Populasi menua di situasi bencana

Dua pekan sudah bencana banjir dan longsor terjadi di tiga provinsi di Sumatera, tepatnya di Provinsi Aceh, Sumatera Utara, dan Sumatera Barat. Korban jiwa maupun materi terus bertambah. Data terbaru dari Badan Nasional Penanggulangan Bencana (BNPB) pada Kamis, 9 Desember 2025, pukul 18.30, korban meninggal tercatat telah mencapai 964 jiwa, sebanyak 262 jiwa masih dinyatakan hilang, dan korban luka sebesar 5,000 orang. Tidak hanya memakan korban jiwa, banjir dan longsor juga menyebabkan kerusakan parah pada jalan, jembatan, fasilitas umum, fasilitas kesehatan, fasilitas pendidikan, dan rumah ibadah. Banyak wilayah yang menjadi sulit dijangkau karena akses menuju lokasi yang rusak parah dan masih dalam kondisi banjir. 

Sponsored

Dari sekian banyak korban jiwa, terluka maupun yang harus mengungsi, penduduk lanjut usia (lansia) menjadi salah satu kelompok yang paling terdampak. Ini terlihat juga dalam bencana banjir dan longsor di Sumatera. Misalnya, di satu berita media daring Kompas pada 2 Desember 2025, disebutkan bahwa korban jiwa di Kota Medan mayoritas adalah lansia. Selain itu, terdapat tiga wisatawan Malaysia yang merupakan lansia ditemukan di Aceh dalam kondisi meninggal (sumsel.antaranews.com). Proses evakuasi yang masih berlangsung banyak didominasi oleh lansia selain dari anak-anak karena kesulitan untuk segera menghindar bencana banjir longsor. 

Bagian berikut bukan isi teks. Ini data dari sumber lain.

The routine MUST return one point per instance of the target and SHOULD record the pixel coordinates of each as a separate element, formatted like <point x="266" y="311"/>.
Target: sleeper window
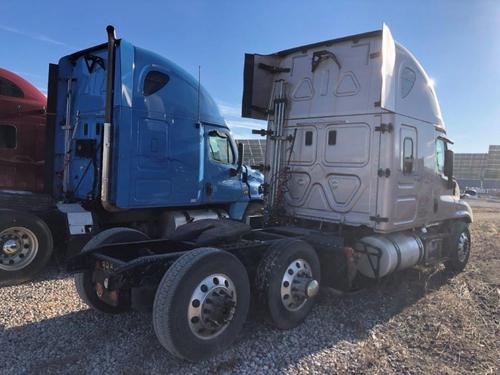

Karakteristik Lansia yang Rentan terhadap Bencana

Dalam situasi bencana, lansia memiliki memiliki keterbatasan baik secara fisik untuk dapat segera menghindar dari bencana yang datang tiba tiba. Seperti yang dinyatakan oleh Ehren B Ngo (2012), lansia memiliki kerentanan, baik secara fisik, ekonomi, dan sosial sehingga berakibat pada kerugian dan kesulitan yang lebih besar dalam pemulihan pasca bencana. Belum lagi terkait dengan kondisi psikologis lansia, mereka cenderung menunjukkan kesehatan mental yang lebih rentan dibandingkan dengan penduduk yang lebih muda (Rafiey dkk., 2016).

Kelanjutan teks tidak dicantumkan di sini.